A Study of Dostarlimab vs Placebo After Chemoradiation in Adult Participants With Locally Advanced Unresected Head and Neck Squamous Cell Carcinoma

Neoplasms, Head and Neck Clinical Trial

— JADE  

Official title:

A Randomized, Double-blind, Placebo-controlled Phase 3 Study to Evaluate Dostarlimab as Sequential Therapy After Chemoradiation in Participants With Locally Advanced Unresected Head and Neck Squamous Cell Carcinoma

Clinical Trial Details — Status: Not yet recruiting

Administrative data

• NCT number: NCT06256588
• Other study ID #: 221530
• Secondary ID: 2023-508613-17-0
• Status: Not yet recruiting
• Phase: Phase 3
• Start date: March 4, 2024
• Est. completion date: July 13, 2029

Study information

• Verified date: January 2024
• Source: GlaxoSmithKline
• Contact: US GSK Clinical Trials Call Center
• Phone: 877-379-3718
• Email: GSKClinicalSupportHD[@]gsk.com
• Is FDA regulated: No
• Study type: Interventional

Clinical Trial Summary

The goal of this study is to assess the safety and effectiveness of Dostarlimab compared to Placebo in adult participants with HNSCC (Head and Neck Squamous Cell Carcinoma)

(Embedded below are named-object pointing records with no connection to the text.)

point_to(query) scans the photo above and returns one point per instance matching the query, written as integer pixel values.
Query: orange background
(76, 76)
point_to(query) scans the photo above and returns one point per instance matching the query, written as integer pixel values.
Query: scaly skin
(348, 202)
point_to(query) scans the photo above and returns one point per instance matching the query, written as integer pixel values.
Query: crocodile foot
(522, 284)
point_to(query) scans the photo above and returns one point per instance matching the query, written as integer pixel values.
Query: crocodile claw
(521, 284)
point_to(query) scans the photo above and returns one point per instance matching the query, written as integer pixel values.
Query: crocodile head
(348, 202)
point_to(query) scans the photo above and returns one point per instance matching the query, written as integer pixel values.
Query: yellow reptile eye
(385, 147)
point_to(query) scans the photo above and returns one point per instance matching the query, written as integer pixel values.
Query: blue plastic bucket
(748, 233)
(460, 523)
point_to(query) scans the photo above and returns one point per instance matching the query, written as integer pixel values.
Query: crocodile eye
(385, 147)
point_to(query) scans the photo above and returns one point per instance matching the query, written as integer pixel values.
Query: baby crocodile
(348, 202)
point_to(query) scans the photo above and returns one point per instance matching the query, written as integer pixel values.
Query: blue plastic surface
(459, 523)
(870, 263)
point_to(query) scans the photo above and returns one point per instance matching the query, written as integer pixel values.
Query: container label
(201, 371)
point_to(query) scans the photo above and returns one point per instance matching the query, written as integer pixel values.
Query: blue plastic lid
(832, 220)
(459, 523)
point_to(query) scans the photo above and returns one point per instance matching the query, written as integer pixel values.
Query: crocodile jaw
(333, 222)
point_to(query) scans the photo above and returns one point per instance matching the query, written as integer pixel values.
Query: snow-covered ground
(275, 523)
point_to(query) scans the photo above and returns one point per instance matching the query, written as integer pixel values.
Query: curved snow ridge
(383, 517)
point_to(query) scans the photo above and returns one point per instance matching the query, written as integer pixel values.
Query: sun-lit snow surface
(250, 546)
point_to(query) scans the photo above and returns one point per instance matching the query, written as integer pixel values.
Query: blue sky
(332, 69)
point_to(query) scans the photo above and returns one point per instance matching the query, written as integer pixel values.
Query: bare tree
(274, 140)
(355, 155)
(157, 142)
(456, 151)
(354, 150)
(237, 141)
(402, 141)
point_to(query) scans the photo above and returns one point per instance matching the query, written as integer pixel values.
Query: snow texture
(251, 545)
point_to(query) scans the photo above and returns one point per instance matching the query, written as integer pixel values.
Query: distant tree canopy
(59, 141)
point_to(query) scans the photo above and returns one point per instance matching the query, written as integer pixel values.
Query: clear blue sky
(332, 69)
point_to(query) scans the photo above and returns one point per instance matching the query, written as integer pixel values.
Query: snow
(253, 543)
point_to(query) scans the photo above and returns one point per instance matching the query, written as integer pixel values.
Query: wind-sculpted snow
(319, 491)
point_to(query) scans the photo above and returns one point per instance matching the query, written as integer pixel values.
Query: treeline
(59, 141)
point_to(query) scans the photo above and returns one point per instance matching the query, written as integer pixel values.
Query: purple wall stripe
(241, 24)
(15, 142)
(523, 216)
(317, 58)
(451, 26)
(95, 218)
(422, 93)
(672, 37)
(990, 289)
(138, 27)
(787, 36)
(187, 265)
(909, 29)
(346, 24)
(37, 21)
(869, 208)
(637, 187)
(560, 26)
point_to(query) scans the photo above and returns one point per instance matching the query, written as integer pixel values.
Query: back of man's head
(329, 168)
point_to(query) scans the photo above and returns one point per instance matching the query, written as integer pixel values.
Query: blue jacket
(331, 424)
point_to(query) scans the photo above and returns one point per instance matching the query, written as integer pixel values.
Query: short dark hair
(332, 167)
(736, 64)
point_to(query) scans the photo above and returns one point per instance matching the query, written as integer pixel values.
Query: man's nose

Recruitment information / eligibility

• Status: Not yet recruiting
• Enrollment: 864
• Est. completion date: July 13, 2029
• Est. primary completion date: June 9, 2028
• Accepts healthy volunteers: No
• Gender: All
• Age group: 18 Years and older

Eligibility

Inclusion Criteria:

Participants are eligible to be included in the study only if all of the following criteria

apply:

• Has newly diagnosed unresected LA histologically confirmed HNSCC of the oral cavity, oropharynx, hypopharynx or larynx and completed cisplatin plus radiotherapy (termed "CRT" in this protocol) with curative intent and has no evidence of distant metastatic disease.
• Has provided acceptable core or excisional tissue demonstrating:
• PD-L1 positive tumor status
• If the primary tumor site is oropharyngeal carcinoma, the participant must have p16 IHC testing.
• Has an Eastern Cooperative Oncology Group (ECOG) performance status of 0 or 1
• Has adequate organ function. Exclusion Criteria:

Participants are excluded from the study if any of the following criteria apply:

• Has received prior radiation therapy, systemic therapy, targeted therapy, or radical surgery for management of head and neck cancer not considered part of CRT.
• Has cancer outside of the oropharynx, larynx, hypopharynx or oral cavity, such as nasopharyngeal, sinus, other para-nasal, or other unknown primary head and neck cancer.
• Has undergone any major surgical procedure or experienced significant traumatic injury within 28 days prior to enrolment.
• Has any history of interstitial lung disease or pneumonitis (past or current).
• Has cirrhosis or current unstable liver biliary disease per investigator assessment defined by the presence of ascites, encephalopathy, coagulopathy, hypoalbuminemia, esophageal/gastric varices, or persistent jaundice.
• Has a history or current evidence of any medical condition, therapy, or laboratory abnormality that might confound the study results, interfere with their participation for the full duration of the study intervention, or indicate it is not in the best interest of the participant to participate, in the opinion of the investigator.
• Is receiving any other anticancer or experimental therapy. No other experimental therapies (including but not limited to chemotherapy, radiation, hormonal treatment, antibody therapy, immunotherapy, gene therapy, vaccine therapy, or other experimental drugs) of any kind are permitted while the participant is receiving study intervention.
• Previous treatment with anti-PD-1, anti-PD-L1, or anti-PD-L2 agent or an agent directed to another stimulatory or coinhibitory T-cell receptor (e.g., Cytotoxic T-lymphocyte associated protein 4 (CTLA4), (OX-40, CD134).
• Is pregnant, breastfeeding, or expecting to conceive children within the projected duration of the study, starting with the Screening Visit through 120 days after the last dose of study intervention.
• Has a history of severe allergic and/or anaphylactic reactions to chimeric, human or humanized antibodies, fusion proteins, or known allergies to dostarlimab or its excipients.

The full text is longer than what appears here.